Elordi’s enigmatic performance is particularly impressive, making the icon appear alternately wounded, arrogant, and bewildered. But as Elvis and Priscilla’s relationship progresses and the film’s pace picks up, the emotional through line is somewhat lost. For a filmmaker once unafraid to gaze at a sports car circling an empty track or a softly lit body part in repose for several minutes, it’s a little surprising how economically Coppola moves from one story beat to the next, rarely dwelling on the gauzy sensuality and indulgent ennui that she excels at conveying.
One Coppola film that does share Priscilla’s relatively sprawling chronology and which makes for a particularly useful comparison is Marie Antoinette, another biopic of a famous young wife struggling with life in the public eye (and with her husband’s low sex drive). While her 2006 tour de force conspicuously rejected historical fidelity in order to explore Marie Antoinette’s perspective in all its giddy splendor and adolescent delusion, no such postmodern joie de vivre is evident here, besides the occasional anachronistic soundtrack cue.

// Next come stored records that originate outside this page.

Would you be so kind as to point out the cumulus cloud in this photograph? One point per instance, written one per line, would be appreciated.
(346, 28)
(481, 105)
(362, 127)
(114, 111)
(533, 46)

The events portrayed (and, perhaps, the involvement of the real-life Priscilla in production) seem to have demanded a higher degree of accuracy and objectivity, which places excessive strain on the film.
It doesn’t help that the period has been overrepresented in media. Firmly established as a kind of foundational myth for American pop culture, this slice of mid-20th-century life necessarily brings with it some heavy baggage that has to be reckoned with on screen, in one way or another. Compared to Baz Luhrmann’s Elvis and Andrew Dominik’s Blonde, two recent big swings that, for all their flaws, sought actively to distill the era’s iconography into one of its essential constituents—kinetic bravura and male abuses of power, respectively—Priscilla seems content to reproduce its details tastefully, with minimal editorializing.
The muted color palette of Philippe Le Sourd’s cinematography matches the film’s relatively even-handed depiction of this chapter in Priscilla’s life, with romance, domestic violence, and prescription drug use all shown in a similarly matter-of-fact way. As admirably authentic and sensitive as her vision might be, Coppola’s failure to do anything novel with this worn-out milieu, either visually or thematically, can make the whole affair feel a little stifling after a while.
Of course, enjoying the heady potency of celebrity glamour from a slight remove has been one of Coppola’s trademarks for most of her career. And while that might have made sense for the anecdotal, semi-autobiographical premises of Lost in Translation or Somewhere, it seems like a rather counterintuitive way of handling the source material here. With the film stranded in a middle ground between lived-in specificity and euphoric, widescreen spectacle, the mostly mundane personal tribulations of Priscilla and her megastar lover are never fully absorbing.
Toward the end of the film, as her failing marriage approaches the point of no return, Priscilla gathers her infant daughter, Lisa-Marie, alongside Elvis for a cozy domestic photoshoot for a magazine. The family poses expertly and Coppola’s camera hovers around the photographer’s position, a clever framing that emphasizes the boundaries between public-facing perfection and the messiness of private reality, while also hinting at the deceptive fluidity of those boundaries.
Encapsulating the paradox of Coppola’s oeuvre, this symbolism emerges from her meticulously curated mise-en-scène, just as her characters often find meaning in the insular fantasy worlds they’re obliged to cultivate and occupy. It’s fitting, then, that it’s her most concerted effort to tell someone else’s story that ends up feeling so empty, as Priscilla’s delicate mystique struggles to free itself from an oppressive mood board imposed from without by six decades of history.